60年前、吉田市場の商店に嫁入りした中川朝子(なかがわ ともこ)さん。日用品や日々の献立はだいたいここで揃ったと聞く活気ある市場の日常はどんなものだったのか。
朝子さんは、あの頃はいい時代だったとも、逆に、よくなかったとも、言わない。商店も、伝統行事も、今もまだ残っているものもあるし、なくなってしまったものもあるけど、それはそれ。懐かしい話も今の暮らしのことも、からっと明るく話してくれる吉田の元気なおばあちゃんに話を伺いました。
まちの台所「吉田市場」での日常風景
ー「朝子」と書いて、ともこさんなんですね。ご出身もこのへんですか?
生まれたとこの近所の人はな、あーちゃんとか、あさちゃんゆうて呼びはるねん。ふたつ名前持ってんねん。ここのおうどん屋さんは息子が脱サラして開いて。わたしは全然手伝ってないよ。この奥に住んでるだけで。
錦林車庫のあたりの出身やけど結婚でここへ来て、もうずーっと60年くらいかな。主人の親が吉田市場で商売してはってん。お酒やらお醤油とかだし巻き作って売ったり。
吉田市場は昭和の7年かそのへんにたってる市場や。なくなったんはここ6-7年くらいかな。私もお菓子のお店出してはるところへ手伝いに行ってた。うーん、30年くらい。ははは、なんでも長いねや。
ー吉田市場ってどんな市場だったんですか?
揃ってたよなかなか盛大に。お菓子さんやら、お米やさんとか、魚やさんに乾物やさんとか、あらゆる店が入ってはった。私もそこで買い物してた。
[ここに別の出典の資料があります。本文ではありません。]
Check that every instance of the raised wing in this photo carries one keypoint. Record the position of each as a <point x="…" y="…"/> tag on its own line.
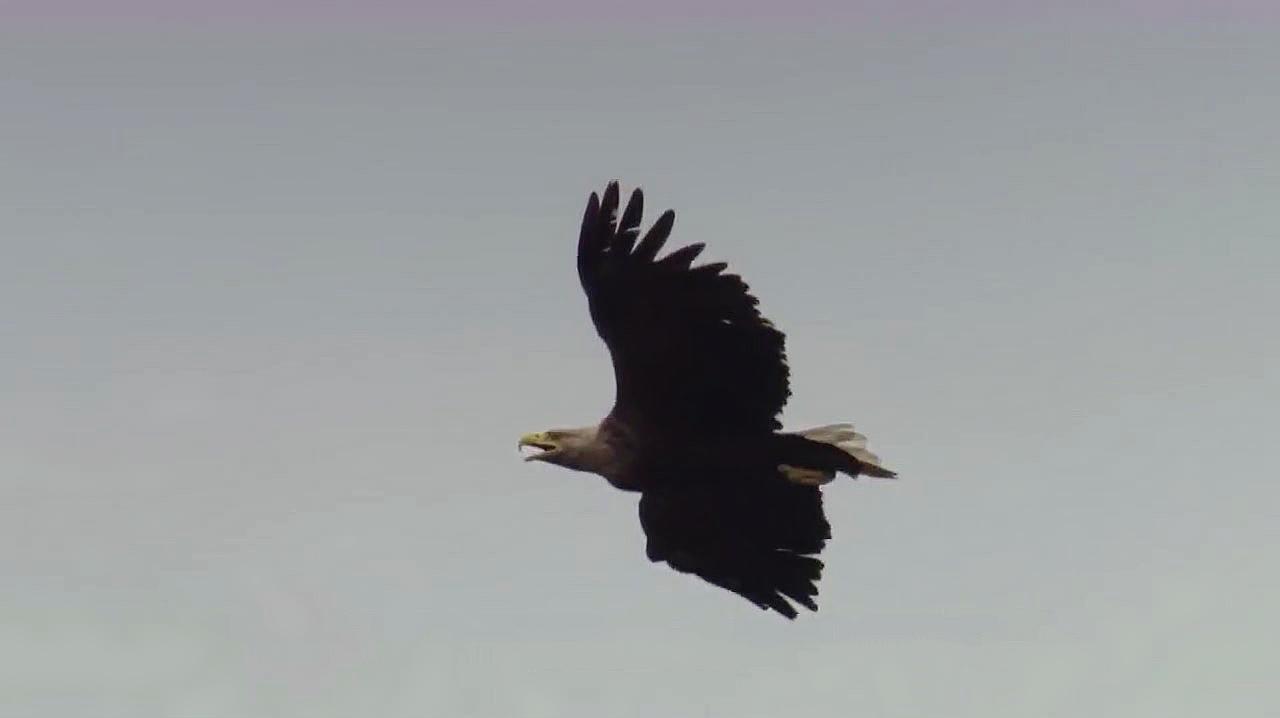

市場としてはそう大きい方じゃなかったけど、乾物もお魚も、お漬け物やさんや八百屋さんもあるからそこへ入ったらもう全部買い物できる。今みたいなスーパーとちゃうさかい、一軒一軒が入ってやってはるさかい。
ー活気がある市場だったんですね。
これがええとか悪いとか、今日のおかずはこないしはったらどうえ?ゆうて、魚やら野菜やら、ほなそうしよかとかゆうて。今だにその市場へ来て買ってくれてはったお客さんが顔なじみでちょこちょこと喋ったりする。今日おかず何しよと思って来たんえゆうたり。
日の暮れなったらな、家賃集めに来はんねん。大家さんとちゃうよ、代表で借りてはる人が、広さで割りあてして。一ヶ月固めておいといて、それを大家さんへ渡すんよ。日の暮れなったら毎日。経費も一緒にな。催しはるやん。札みたいな帳面みたいな、これいっぱいなったらただでお菓子もらえるみたいなやつ。1冊150円ただになりますよ、みたいなな。
町内のお祭り当番「よその組には負けたらあかん」
ー京都では地域のお祭りも住民が協力し合って開催しますよね。
地蔵盆でも町内で当番制があって、町内に1組2組ゆうて組がある。そのうち2組ずつが当番でお地蔵さんのとこ回っていく。そうゆうときにはもう一生懸命や。よその組には負けたらあかんってゆう感じがある。おもしろいよ、ほんとに一生懸命やる。行事を派手にな、お金使わんと派手にしっかりやる。
道路かって、この狭いとこへ、行灯つるねん。おおきゅうおおきゅう行灯(大きな大きな行灯)。そこへ絵描いて、各家にも小さい行燈つけて。昔は車も通らへんしな。今はもうマンションとか新しい人入ってきはったさかい、あんまり近所の付き合いはのうなったけど。
手作りのお神輿の飾りと作務衣、次は編み物
ー最近、普段はどんな風に過ごしてるんですか?
これゆうて趣味もないけんども、毎日忙しいよ。なんでも興味もってやってみるほうやさかい。こんな小さい座布団縫うたり。これは鈴を座布団に通してぶらさげて10月の子供神輿につけはんねん。お正月からかかって縫い上がって、いまは作務衣縫うて。これを早いこと縫うて、また編み物もせんな。
今日な、えらい何べんも何べんも化粧しとき化粧しときってゆわれたで。写真撮られるからって。たまに化粧したらスポンジかたなって、顔の皮めくれるかしら思うほど痛かったでほんまにもう。